# 12 - Matrix Inverse
- 12.1 Concepts and applications
- 12.2 Inverse of a diagonal matrix
- 12.3 Inverse of a $2 \times 2$ matrix
- 12.4 MCA Algorithm
- 12.5 Inverse via row reduction
- 12.6 Left inverse for tall matrices
- 12.7 Right inverse for wide matrices
- 12.8 Pseudoinverse, part 1
- 12.9 Exercises
- 12.10 Answers
- 12.11 Coding challenges
- 12.12 Code solutions

Notes, code snippets, and the end of chapter exercises from the book _Linear Algebra: Theory, Intuition, Code_ by Mike X Cohen. 
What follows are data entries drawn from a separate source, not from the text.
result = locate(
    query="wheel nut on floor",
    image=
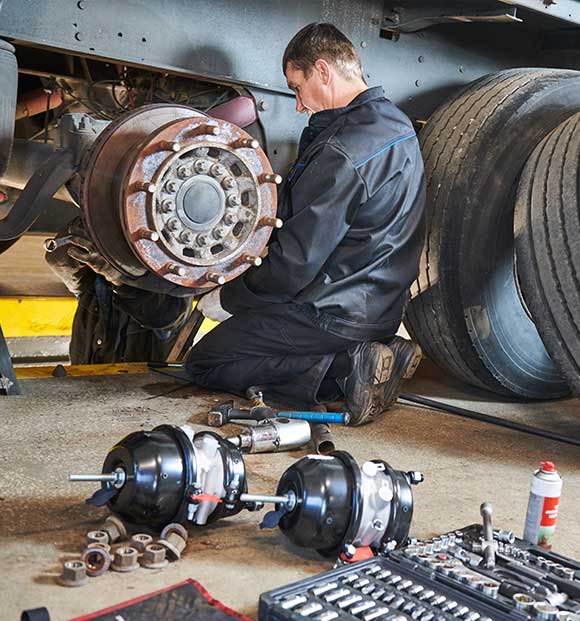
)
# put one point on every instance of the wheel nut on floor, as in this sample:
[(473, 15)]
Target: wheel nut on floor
[(74, 573), (115, 528), (97, 561), (173, 539), (126, 559), (97, 536), (153, 557)]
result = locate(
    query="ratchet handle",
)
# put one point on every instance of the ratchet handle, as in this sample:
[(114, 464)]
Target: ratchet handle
[(337, 418)]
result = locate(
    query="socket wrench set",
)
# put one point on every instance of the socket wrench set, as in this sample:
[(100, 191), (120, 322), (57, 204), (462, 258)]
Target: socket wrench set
[(446, 578)]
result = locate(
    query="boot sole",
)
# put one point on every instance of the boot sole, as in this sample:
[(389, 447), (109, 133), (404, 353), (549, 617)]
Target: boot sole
[(386, 366)]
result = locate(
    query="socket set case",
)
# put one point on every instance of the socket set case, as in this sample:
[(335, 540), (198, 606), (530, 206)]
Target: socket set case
[(442, 579)]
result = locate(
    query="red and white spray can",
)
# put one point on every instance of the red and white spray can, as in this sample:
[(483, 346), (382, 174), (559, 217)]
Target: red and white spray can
[(543, 505)]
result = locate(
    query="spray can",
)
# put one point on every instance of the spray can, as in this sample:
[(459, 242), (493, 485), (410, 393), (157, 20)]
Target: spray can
[(543, 505)]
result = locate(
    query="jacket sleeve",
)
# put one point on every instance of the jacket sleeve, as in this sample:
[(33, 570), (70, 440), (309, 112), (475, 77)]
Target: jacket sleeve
[(325, 198), (76, 276)]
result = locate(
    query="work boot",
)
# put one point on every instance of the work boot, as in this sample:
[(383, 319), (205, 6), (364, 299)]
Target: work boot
[(378, 370)]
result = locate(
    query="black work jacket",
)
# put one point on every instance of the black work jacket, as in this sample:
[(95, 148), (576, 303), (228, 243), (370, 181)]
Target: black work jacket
[(352, 207), (117, 324)]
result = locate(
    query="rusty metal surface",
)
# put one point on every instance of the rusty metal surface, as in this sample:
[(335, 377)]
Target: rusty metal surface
[(188, 197), (100, 210)]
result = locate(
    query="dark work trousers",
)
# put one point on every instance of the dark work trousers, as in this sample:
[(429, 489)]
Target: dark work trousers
[(279, 347)]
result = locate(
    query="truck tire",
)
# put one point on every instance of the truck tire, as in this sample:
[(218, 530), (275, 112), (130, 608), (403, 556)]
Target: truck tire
[(547, 230), (466, 309)]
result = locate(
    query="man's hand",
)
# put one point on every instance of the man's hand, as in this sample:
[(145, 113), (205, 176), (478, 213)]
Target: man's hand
[(83, 250), (210, 306)]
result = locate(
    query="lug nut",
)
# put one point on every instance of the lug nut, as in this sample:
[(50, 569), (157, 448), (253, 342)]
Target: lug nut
[(97, 561), (275, 223), (170, 146), (201, 167), (230, 218), (217, 278), (97, 536), (245, 143), (210, 130), (115, 528), (167, 205), (140, 541), (154, 557), (186, 237), (255, 261), (217, 170), (148, 234), (178, 270), (219, 232), (74, 573), (145, 186), (173, 224), (96, 544), (171, 186), (270, 178), (183, 172), (126, 559), (233, 200)]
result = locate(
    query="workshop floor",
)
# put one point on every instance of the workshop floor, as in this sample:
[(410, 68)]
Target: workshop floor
[(67, 425)]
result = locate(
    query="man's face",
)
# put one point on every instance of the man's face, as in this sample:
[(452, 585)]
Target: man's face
[(310, 92)]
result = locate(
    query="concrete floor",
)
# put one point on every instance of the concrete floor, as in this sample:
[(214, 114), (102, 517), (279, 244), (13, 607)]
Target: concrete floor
[(67, 425)]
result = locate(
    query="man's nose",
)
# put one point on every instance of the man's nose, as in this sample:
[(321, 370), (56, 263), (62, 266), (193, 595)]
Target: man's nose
[(299, 106)]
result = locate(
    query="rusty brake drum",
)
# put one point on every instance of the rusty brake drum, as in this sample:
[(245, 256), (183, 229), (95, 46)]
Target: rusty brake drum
[(170, 190)]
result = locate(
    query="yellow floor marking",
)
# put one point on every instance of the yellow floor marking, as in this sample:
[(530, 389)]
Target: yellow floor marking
[(37, 316), (83, 370)]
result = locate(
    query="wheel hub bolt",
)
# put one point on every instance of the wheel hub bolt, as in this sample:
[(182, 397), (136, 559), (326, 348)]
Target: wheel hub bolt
[(230, 218), (173, 224), (167, 206), (219, 232), (217, 170), (171, 186), (183, 171), (178, 270), (201, 167), (246, 215), (186, 237), (233, 200)]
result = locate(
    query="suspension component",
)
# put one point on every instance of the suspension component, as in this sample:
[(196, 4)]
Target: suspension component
[(169, 190)]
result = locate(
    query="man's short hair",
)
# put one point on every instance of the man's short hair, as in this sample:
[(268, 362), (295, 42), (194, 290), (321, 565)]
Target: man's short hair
[(322, 41)]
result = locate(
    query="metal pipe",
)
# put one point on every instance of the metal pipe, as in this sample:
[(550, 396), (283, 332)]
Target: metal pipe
[(93, 477), (322, 437), (289, 500), (485, 418)]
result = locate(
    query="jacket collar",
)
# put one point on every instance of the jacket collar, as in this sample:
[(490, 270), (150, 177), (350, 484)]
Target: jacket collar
[(321, 120)]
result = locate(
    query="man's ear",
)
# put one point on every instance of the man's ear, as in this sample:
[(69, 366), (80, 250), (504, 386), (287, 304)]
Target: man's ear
[(324, 70)]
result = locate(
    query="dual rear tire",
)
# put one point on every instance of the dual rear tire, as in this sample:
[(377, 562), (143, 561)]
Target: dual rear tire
[(468, 310)]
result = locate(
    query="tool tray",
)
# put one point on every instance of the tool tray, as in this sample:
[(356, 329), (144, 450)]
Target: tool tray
[(441, 579)]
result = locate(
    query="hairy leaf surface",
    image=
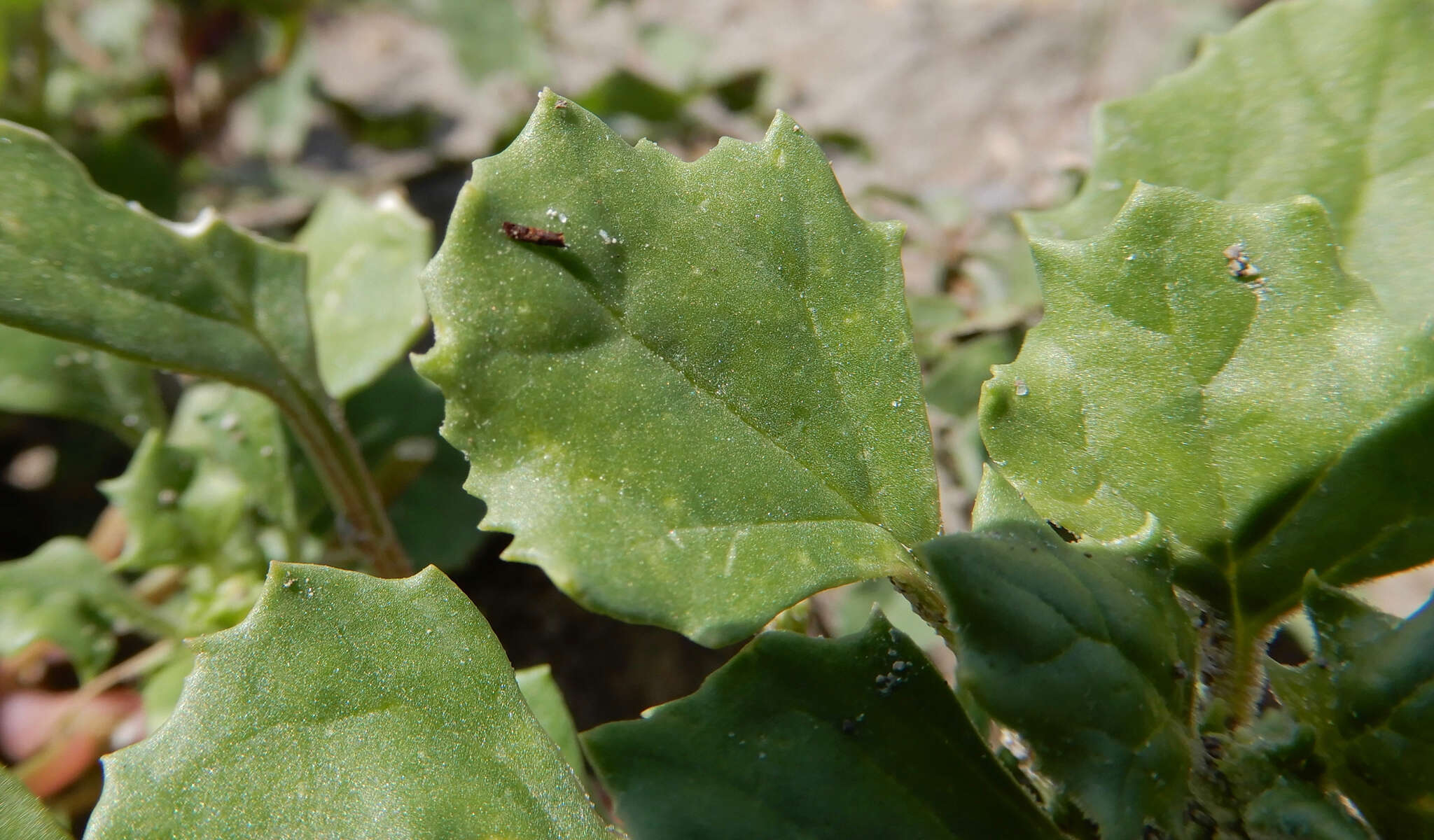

Find more information about the book on [github](https://github.com/mikexcohen/LinAlgBook) and [amazon](https://www.amazon.com/Linear-Algebra-Theory-Intuition-Code/dp/9083136604).

In [1]:
import numpy as np
import sympy as sym

## 12.1 Concepts and applications
Inverse is the matrix analog of the multiplicative inverse (division).

$$
A A^{-1} = A^{-1} A = I
$$

Inverse of the inverse is the original matrix.

$$
(A^{-1})^{-1} = A
$$

Transpose of the inverse is equal to the inverse of the transpose. Notation for this is $A^{-T}$.

$$
(A^{-1})^{T} = (A^{T})^{-1} = A^{-T}
$$

Note
- Matrix inverse exists if and only if matrix is square and full rank.
- Inverse of a square matrix, if it exists, is the same whether the inverse pre-multiplies the matrix on the left or post-multiplies the matrix on the right.
- Inverse of a matrix is unique.
- Similar to determinants (_section 11.9 Theory vs. Practice_) explicitly computing the inverse is not computationally useful.
    - Most problems that require the inverse in theory are solved without explicitly computing the inverse.

### Inverse of Symmetric Matrices
Inverse of a symmetric matrix is itself symmetric. If $A = A^T$ then $A^{-1} = A^{-T}$.

### Methods for Computing Inverse
1. MCA aka Cramer's Rule (_section 12.4_)
2. RREF, row-reduced echelon form reduction (_section 12.5_)
3. SVD, singular value decomposition (_chapter 16_)

## 12.2 Inverse of a diagonal matrix
Inverse of a diagonal matrix is equal to the reciprocal of the diagonal elements.

Example
$$
A =
\begin{bmatrix}
d_1 & 0 & 0 \\
0 & d_2 & 0 \\
0 & 0 & d_3 \\
\end{bmatrix} \quad
A^{-1} = 
\begin{bmatrix}
\frac{1}{d_1} & 0 & 0 \\
0 & \frac{1}{d_2} & 0 \\
0 & 0 & \frac{1}{d_3} \\
\end{bmatrix}
$$

Note
- If any of the diagonal elements are 0, then the matrix must be singular and inverse does not exist.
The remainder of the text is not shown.